Doende wat de rechtbank had behoren te doen, zal het Hof het beroep gegrond verklaren, de uitspraak op bezwaar vernietigen en de aanslag verminderen tot een naar een belastbaar inkomen uit werk en woning van € 807.378 en voor het overige handhaven.
5. Kosten
Nu het incidenteel hoger beroep slechts gedeeltelijk slaagt acht het Hof termen aanwezig de inspecteur te veroordelen in de kosten die belanghebbende in verband met de procedure bij het Hof redelijkerwijs heeft moeten maken. Het Hof stelt deze kosten vast op € 966 (een punt voor het indienen van het beroepschrift en een punt voor het verschijnen ter zitting maal wegingsfactor 1,5 maakt drie punten maal € 322).
6. Beslissing in het hoger beroep en in het incidenteel hoger beroep
Het Hof:
- vernietigt de uitspraak van de rechtbank, behoudens de beslissing omtrent de proceskosten¬vergoeding en het griffierecht;
- verklaart het bij de rechtbank ingestelde beroep gegrond;
- vernietigt de uitspraak op bezwaar;
- vermindert de aanslag tot een naar een belastbaar inkomen uit werk en woning van € 807.378 en met inachtneming van de elementen die bij het vaststellen daarvan overigens in aanmerking zijn genomen;
- veroordeelt de inspecteur in de proceskosten van belanghebbende in verband met de procedure voor het Hof tot een bedrag van € 966.
De uitspraak is gedaan door mrs. A.M. van Amsterdam, voorzitter, F.J.P.M. Haas en M.J. Leijdekker, leden van de belastingkamer, in tegenwoordigheid van mr. M.H. Hogendoorn, als griffier. De beslissing is op 17 februari 2011 in het openbaar uitgesproken.

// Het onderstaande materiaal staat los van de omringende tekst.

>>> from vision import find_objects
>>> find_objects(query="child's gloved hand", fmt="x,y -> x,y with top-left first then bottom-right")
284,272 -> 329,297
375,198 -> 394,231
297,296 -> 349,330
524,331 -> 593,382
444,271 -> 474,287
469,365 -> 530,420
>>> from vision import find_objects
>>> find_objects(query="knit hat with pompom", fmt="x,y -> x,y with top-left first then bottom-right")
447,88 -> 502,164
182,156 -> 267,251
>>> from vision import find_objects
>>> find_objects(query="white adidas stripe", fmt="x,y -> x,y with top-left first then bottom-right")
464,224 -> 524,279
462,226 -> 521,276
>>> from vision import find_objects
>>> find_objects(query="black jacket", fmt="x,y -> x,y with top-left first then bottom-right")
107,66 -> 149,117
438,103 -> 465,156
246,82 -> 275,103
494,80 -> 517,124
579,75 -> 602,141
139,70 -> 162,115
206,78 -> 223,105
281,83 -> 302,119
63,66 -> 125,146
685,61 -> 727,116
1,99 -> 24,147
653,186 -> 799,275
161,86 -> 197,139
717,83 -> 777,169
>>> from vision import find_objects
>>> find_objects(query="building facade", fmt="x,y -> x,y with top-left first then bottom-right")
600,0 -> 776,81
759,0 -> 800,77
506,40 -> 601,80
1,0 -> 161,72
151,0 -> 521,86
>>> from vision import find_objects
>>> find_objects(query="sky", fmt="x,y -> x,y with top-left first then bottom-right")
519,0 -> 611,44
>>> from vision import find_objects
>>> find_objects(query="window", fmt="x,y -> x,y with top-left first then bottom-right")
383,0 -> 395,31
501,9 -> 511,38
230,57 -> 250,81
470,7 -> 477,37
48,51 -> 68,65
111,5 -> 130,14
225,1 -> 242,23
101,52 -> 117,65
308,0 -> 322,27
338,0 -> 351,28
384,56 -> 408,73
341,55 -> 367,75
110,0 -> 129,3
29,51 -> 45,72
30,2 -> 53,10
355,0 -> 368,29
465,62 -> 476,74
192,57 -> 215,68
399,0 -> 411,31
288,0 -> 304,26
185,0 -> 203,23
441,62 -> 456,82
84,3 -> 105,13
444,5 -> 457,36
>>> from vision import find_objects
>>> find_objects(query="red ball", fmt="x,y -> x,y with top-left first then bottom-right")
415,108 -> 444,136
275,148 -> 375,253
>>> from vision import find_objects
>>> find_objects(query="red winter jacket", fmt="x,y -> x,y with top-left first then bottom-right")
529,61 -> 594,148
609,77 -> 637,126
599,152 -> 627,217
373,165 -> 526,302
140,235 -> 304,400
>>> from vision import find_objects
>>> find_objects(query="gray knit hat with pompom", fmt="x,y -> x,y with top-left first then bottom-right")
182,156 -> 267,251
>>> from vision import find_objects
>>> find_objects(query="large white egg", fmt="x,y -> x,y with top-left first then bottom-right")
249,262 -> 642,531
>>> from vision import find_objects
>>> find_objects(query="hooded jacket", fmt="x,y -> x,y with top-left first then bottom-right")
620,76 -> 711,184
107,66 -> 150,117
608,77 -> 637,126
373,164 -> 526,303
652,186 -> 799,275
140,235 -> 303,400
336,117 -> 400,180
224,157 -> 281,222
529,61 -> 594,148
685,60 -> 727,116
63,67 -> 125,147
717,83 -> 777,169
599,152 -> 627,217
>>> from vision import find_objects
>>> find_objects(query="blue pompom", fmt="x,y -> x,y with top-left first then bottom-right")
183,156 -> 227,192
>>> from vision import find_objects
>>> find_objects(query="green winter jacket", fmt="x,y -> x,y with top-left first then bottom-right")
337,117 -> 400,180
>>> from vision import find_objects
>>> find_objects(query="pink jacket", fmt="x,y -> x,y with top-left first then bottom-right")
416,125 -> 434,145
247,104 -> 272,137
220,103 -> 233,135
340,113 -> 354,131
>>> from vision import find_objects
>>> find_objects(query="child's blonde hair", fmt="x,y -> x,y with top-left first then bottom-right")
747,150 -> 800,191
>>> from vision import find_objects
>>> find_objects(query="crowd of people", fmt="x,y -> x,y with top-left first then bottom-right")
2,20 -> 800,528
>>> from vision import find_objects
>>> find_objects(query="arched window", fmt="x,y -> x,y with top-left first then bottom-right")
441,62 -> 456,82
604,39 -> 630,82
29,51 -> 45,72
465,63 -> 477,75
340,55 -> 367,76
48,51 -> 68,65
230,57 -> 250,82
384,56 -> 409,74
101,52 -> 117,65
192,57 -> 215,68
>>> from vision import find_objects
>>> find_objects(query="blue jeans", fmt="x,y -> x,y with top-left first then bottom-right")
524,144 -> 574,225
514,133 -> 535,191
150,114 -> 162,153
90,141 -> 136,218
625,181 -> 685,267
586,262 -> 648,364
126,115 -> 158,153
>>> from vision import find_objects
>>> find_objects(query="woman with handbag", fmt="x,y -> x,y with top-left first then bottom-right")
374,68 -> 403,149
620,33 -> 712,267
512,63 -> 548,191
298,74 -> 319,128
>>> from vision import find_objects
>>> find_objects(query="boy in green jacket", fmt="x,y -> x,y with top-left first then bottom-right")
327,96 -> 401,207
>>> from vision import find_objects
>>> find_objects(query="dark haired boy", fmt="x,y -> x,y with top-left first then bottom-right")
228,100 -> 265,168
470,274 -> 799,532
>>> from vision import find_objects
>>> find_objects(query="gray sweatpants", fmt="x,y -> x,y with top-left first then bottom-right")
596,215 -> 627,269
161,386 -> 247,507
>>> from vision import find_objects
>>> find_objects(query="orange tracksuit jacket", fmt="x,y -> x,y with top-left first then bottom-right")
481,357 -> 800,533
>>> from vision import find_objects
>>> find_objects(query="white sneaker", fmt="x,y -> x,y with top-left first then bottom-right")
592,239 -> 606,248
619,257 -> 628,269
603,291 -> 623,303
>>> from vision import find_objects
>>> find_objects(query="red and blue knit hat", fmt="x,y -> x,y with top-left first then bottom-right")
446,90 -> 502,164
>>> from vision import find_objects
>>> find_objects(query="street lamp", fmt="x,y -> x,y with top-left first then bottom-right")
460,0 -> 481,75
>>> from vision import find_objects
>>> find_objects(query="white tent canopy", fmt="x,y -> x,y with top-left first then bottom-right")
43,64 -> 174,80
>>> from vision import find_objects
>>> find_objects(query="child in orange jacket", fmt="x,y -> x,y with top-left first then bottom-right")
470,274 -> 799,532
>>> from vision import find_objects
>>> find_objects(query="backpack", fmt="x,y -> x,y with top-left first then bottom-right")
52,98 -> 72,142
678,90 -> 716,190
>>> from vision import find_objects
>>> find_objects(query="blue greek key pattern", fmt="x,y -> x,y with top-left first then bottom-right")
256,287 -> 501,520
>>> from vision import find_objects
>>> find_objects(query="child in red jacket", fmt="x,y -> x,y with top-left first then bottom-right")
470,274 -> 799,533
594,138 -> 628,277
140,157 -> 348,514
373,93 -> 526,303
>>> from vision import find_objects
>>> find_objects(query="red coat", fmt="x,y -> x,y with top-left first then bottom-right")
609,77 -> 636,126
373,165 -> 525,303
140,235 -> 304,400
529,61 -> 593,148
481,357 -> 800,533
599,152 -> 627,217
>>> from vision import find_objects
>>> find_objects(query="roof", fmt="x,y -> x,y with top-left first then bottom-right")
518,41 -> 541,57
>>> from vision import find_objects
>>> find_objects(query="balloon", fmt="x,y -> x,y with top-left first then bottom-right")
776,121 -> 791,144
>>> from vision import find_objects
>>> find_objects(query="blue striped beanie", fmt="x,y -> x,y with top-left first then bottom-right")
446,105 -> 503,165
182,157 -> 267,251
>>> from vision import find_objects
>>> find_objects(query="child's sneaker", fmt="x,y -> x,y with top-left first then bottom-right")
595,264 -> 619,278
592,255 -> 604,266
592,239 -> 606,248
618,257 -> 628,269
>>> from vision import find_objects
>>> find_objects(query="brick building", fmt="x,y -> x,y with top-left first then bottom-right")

Tegen deze uitspraak kan binnen zes weken na de verzenddatum beroep in cassatie worden ingesteld bij de Hoge Raad der Nederlanden (belastingkamer), Postbus 20303, 2500 EH Den Haag. Daarbij moet het volgende in acht worden genomen:
1. bij het beroepschrift wordt een afschrift van deze uitspraak overgelegd.
2. het beroepschrift moet ondertekend zijn en ten minste het volgende vermelden:
a. de naam en het adres van de indiener;
b. een dagtekening;
c. een omschrijving van de uitspraak waartegen het beroep in cassatie is gericht;
d. de gronden van het beroep in cassatie.
Voor het instellen van beroep in cassatie is griffierecht verschuldigd. Na het instellen van beroep in cassatie ontvangt de indiener een nota griffierecht van de griffier van de Hoge Raad.
In het cassatieberoepschrift kan de Hoge Raad verzocht worden om de wederpartij te veroordelen in de proceskosten.